Removing stale locks is successful but they're still there

restic forget is failing because of stale locks. Running restic unlock before running restic forget gives this output:

repository <repo> opened successfully, password is correct
successfully removed locks
repository <repo> opened successfully, password is correct
unable to create lock in backend: repository is already locked by PID <pid> on <machine> by root (UID 0, GID 0)
lock was created at 2021-07-05 01:39:15 (758h5m55.133873493s ago)
storage ID <storageid>
the `unlock` command can be used to remove stale locks

The repo is an s3 instance at Storj.io.

This suggestion might be way off-target, but do you have file versioning enabled in your S3 instance, and if so can you run a test with it disabled?

I’ve seen Wasabi S3 instances where files would magically reappear after deletion. In this case it was a bug associated with versioning in the client software (Mountain Duck - the devs rapidly fixed it once found). Maybe you’re experiencing something similar.

edit: yes probably a red herring. At least on Wasabi, locks work fine for me with versioning.

After running restic unlock, what does restic list locks report? It should list only one lock (itself) unless run with --no-lock

Thanks for the response and sorry for my late reply.

So after running restic unlock, restic list locks returns a long list of hashes (or one really long hash broken over multiple lines).
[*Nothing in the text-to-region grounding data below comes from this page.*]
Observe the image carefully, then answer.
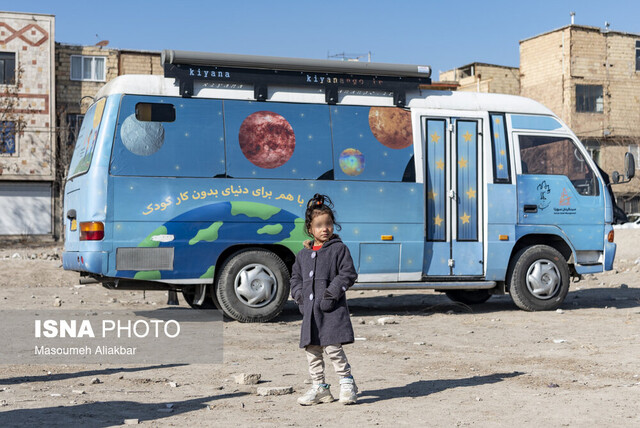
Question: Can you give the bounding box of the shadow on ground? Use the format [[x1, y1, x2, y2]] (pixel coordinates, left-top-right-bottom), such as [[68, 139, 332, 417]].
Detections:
[[275, 286, 639, 321], [0, 364, 187, 386], [358, 371, 523, 404], [0, 392, 247, 428]]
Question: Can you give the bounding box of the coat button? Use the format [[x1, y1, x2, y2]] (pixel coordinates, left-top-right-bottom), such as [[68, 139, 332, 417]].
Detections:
[[311, 252, 316, 259], [309, 293, 314, 300], [309, 270, 314, 277]]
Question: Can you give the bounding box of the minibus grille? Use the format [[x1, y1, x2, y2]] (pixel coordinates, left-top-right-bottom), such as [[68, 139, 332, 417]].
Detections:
[[116, 248, 174, 271]]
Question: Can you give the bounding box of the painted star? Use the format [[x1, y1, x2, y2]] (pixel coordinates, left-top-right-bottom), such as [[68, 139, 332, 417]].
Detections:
[[427, 190, 438, 200], [494, 132, 500, 139], [498, 163, 504, 170], [434, 214, 444, 226], [466, 188, 476, 199], [436, 159, 445, 170], [460, 212, 471, 224], [458, 157, 468, 168], [494, 117, 501, 124], [463, 131, 473, 142], [431, 132, 440, 144], [500, 149, 505, 155]]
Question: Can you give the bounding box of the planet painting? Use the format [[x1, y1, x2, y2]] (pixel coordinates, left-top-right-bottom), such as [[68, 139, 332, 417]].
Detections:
[[339, 148, 365, 176], [368, 107, 413, 149], [120, 114, 165, 156], [238, 111, 295, 169]]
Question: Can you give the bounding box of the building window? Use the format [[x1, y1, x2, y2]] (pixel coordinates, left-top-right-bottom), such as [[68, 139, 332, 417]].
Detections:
[[0, 121, 16, 154], [629, 145, 640, 170], [0, 52, 16, 85], [636, 41, 640, 72], [576, 85, 603, 113], [67, 114, 84, 144], [70, 55, 106, 81]]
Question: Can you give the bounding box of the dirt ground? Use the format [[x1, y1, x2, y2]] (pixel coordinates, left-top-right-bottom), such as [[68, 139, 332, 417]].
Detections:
[[0, 231, 639, 427]]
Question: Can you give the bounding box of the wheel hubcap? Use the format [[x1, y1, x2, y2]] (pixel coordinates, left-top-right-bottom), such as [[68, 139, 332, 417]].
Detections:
[[234, 263, 277, 308], [525, 259, 561, 300]]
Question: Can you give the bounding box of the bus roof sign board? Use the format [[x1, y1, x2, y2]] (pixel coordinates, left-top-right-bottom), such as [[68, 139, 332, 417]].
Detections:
[[161, 49, 432, 106]]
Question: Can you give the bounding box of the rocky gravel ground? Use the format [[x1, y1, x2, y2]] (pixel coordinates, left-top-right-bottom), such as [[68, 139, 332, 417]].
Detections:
[[0, 231, 639, 427]]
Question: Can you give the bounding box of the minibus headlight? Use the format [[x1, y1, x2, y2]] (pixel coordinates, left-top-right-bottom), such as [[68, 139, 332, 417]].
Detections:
[[80, 222, 104, 241]]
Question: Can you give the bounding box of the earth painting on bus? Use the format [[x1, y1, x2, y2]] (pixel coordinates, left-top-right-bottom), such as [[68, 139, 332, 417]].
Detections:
[[368, 106, 413, 149], [339, 148, 365, 176], [238, 111, 296, 169]]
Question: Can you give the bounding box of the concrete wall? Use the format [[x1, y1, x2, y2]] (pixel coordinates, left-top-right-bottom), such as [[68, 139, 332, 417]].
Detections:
[[439, 63, 519, 95], [119, 50, 163, 76]]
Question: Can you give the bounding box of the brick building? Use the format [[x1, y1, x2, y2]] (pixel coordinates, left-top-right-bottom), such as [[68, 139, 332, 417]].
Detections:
[[439, 62, 520, 95], [55, 44, 162, 145], [441, 25, 640, 214], [0, 11, 56, 237], [520, 25, 640, 213]]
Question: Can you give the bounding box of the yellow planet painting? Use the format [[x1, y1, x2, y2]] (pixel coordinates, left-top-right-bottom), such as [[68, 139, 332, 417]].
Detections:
[[368, 107, 413, 149]]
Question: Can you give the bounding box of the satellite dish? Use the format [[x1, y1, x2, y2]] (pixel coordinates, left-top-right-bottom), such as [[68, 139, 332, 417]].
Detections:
[[96, 40, 109, 47]]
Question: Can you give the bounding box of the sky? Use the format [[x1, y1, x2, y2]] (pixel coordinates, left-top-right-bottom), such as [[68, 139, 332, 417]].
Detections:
[[7, 0, 640, 81]]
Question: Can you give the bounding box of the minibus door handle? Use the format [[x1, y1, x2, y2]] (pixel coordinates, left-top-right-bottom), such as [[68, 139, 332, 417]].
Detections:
[[523, 205, 538, 213]]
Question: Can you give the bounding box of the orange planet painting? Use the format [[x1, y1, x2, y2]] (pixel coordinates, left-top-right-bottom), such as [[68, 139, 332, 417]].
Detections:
[[368, 107, 413, 149], [238, 111, 295, 169]]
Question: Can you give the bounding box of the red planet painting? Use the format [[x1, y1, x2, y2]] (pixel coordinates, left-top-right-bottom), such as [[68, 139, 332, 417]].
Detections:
[[368, 107, 413, 149], [238, 111, 296, 169]]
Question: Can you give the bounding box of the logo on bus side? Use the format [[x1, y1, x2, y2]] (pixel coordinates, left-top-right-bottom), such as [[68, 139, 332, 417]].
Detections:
[[536, 180, 551, 211], [189, 68, 232, 79]]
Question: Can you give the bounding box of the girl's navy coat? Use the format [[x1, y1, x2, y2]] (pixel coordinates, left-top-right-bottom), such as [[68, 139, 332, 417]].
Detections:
[[290, 235, 357, 348]]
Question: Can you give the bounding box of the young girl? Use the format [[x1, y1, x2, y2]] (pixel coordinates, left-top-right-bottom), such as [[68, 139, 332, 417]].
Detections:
[[290, 194, 358, 405]]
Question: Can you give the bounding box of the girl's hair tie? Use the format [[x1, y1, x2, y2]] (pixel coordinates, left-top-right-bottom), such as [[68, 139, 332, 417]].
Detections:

It is 104 lines long and grows by one line every time I run the command. So it looks like locks are being created but cannot be removed.

I’ve confirmed that Storj.io does not use any kind of file versioning.

So what happens if you manually remove those lock files (making sure restic isn’t running at the time, obviously)? Are you just missing delete permission, or is some other S3 policy blocking the action?

Anyway, assuming you can delete the files manually, presumably you’ll at least be able to run forget once?

Okay it looks like the S3 creds I had generated with Storj did not have delete permissions. Creating new creds with full permissions fixed the problem. I was able to remove the hundreds of stale locks and run forget on the repo.